Unas cajas de munición vacías hicieron las veces de asiento y mesa. El soldado sacó dos latas de carne en conserva y yo eché mano a mi mochila a ver qué llevaba. Se me olvidaba comentar que he podido hacerle unos retoques a mi artilugio para que  cuando me traslade en el tiempo me caracterice según la época y el lugar. Así que, iba con el uniforme de las fuerzas británicas y todo su equipo (sin armas). La verdad es que tenía que mejorar este detalle, porque para hincarle el diente no había nada más que unas galletas.

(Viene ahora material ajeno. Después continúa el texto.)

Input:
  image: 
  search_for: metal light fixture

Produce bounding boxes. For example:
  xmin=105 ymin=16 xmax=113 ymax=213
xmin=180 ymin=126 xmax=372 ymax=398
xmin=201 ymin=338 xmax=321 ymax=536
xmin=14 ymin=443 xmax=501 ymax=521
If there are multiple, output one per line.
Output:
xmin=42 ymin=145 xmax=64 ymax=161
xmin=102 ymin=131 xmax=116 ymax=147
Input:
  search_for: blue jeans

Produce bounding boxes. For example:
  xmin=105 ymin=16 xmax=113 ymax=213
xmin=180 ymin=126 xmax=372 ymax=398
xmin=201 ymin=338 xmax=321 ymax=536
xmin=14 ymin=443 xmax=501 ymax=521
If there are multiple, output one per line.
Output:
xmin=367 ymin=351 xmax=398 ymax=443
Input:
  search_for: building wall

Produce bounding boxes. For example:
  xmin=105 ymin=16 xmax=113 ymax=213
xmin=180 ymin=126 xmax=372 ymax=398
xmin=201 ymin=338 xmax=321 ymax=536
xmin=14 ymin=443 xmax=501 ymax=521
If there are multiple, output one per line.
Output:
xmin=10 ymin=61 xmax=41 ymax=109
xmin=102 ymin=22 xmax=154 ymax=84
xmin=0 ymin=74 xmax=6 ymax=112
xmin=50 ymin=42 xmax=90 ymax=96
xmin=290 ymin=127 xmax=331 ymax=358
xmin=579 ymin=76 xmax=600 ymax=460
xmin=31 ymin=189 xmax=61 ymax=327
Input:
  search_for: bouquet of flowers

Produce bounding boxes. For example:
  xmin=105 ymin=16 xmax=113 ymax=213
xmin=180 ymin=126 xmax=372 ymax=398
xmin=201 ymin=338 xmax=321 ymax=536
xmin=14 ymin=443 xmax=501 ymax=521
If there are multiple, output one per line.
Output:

-Ten cuidado con esas galletas porque son realmente duras. De hecho, no nos atrevemos a hincarles el diente por miedo a perder alguno y las tenemos que comer mojadas en algún líquido para que se ablanden o deshacerlas para tomarlas como gachas. Toma una de mis latas y disfruta de… lo que hay.
-Gracias Wilfred, pero el viaje me ha revuelto un poco el estómago y, además, tú lo necesitas más que yo. La vida aquí debe ser muy difícil como para prescindir de parte de tus raciones.
-La vida en las trincheras es una prueba de resistencia física y moral -sentenció Wilfred mientras abría una de las latas y me la ofrecía, como si no hubiese escuchado mis palabras-. Estamos sometidos al fuego de la artillería y de los francotiradores, compartimos del día a día con piojos, pulgas y ratas, expuestos a la inhalación de gases tóxicos y corrosivos, viendo caer a los compañeros con los que minutos antes charlábamos de qué haríamos al regresar a casa y teniendo que soportar el hedor de sus cuerpos cuando no se pueden evacuar, compartiendo agujero con ratas y piojos, congelándonos en invierno y cociéndonos en verano, siempre alerta pendiente de cualquier intento de avance de las tropas enemigas… Es difícil mantenerse cuerdo. Lo que no sé es como no hay más casos de neurosis de guerra.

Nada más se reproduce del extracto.